I can understand how Michael thinks of a “risk event” having a domino effect. I don’t ascribe to that way of thinking. I prefer to think of a typical event as having multiple possible (ranges of) effects on multiple objectives.

What is critical, in my view, is that organizations strive less to manage risks, let alone risks in isolation, and more to manage the achievement of enterprise objectives. They need to obtain assurance that there’s an acceptable likelihood of achieving objectives, and that requires understanding what might happen and how it might affect one or more objectives – then acting where that is not acceptable.

Michael’s second article is Managing Risk Creatively & Structurally.

This is a thought-provoking piece and I encourage everybody to read and reflect on his point.

Let me just pick one section and build a different point than Michael’s:

If we use the ISO 31000 definition of risk: risk is the effect of uncertainty on objectives. Risk management starts with understanding the objectives. My objective could be to cross the street, it is from there that I analyze and look at the uncertainty in crossing the street. Is the light red or green? Is there oncoming traffic or other moving threats? How fast are the threats coming? Does it look like they see the light? What are the conditions of the road? Is it slippery or dry? We analyze risk in the context of the objectives.
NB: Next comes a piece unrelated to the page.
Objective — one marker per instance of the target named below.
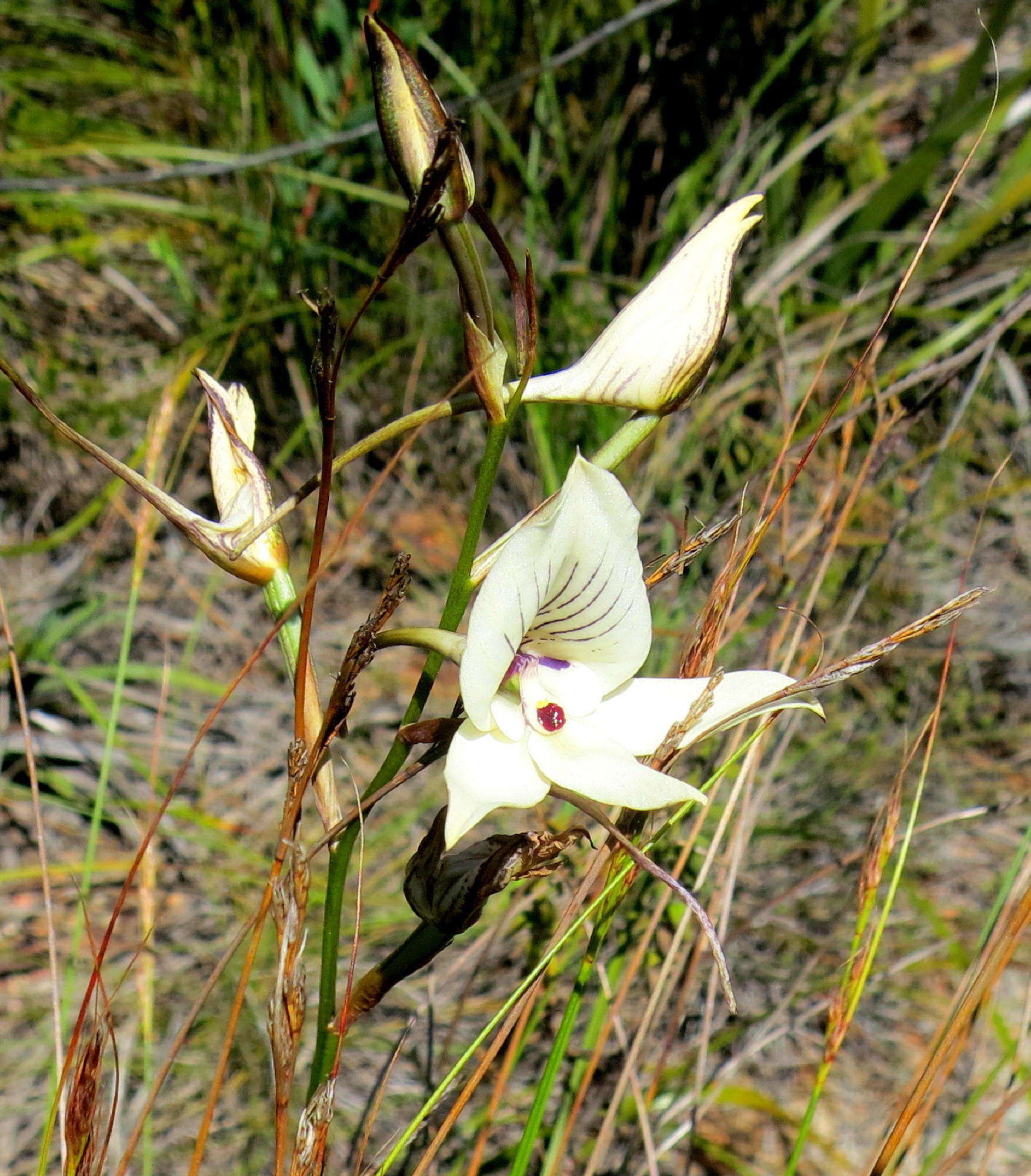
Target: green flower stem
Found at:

I agree 100% with everything he has written – but it is incomplete.

1.       He is only considering threats, not the benefits of crossing the street.

2.       The level of benefit affects the decision of whether and when to cross the street. Do you want to cross because there’s a shop window that’s interesting, or is it because your 5-year old daughter is lying on the sidewalk with a head injury?
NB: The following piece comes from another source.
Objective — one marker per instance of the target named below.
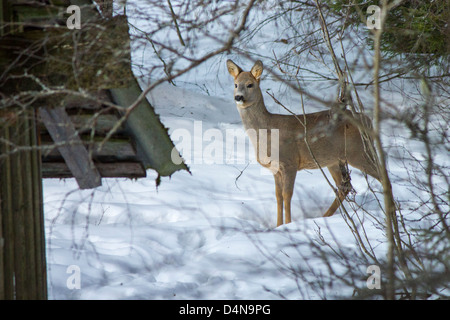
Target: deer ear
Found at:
(257, 70)
(233, 68)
3.       The decision also should consider the options. Is your spouse or a police officer close to your daughter so you can rely on him or her? How far would you have to walk before you can get to a safe crossing place?

Quality decision-making depends on the use of both sides of your brain, as Michael says. My brain tells me that you need to consider and then weigh all the things that might happen (aka risk), understanding and taking the right level of the right ‘risks’.

I keep coming back to this:

If the CRO only addresses potential threats, executives and the board will learn all the reasons NOT to cross the road, and none of the reasons you should.

Does this make sense?

  1. John Fraser
    June 18, 2020 at 3:22 AM


  2. June 18, 2020 at 12:18 PM

    If the CRO only addresses potential threats, they have not understood their need to achieve the organisation’s objectives. Either their job hasn’t been properly specified or they aren’t doing a proper job.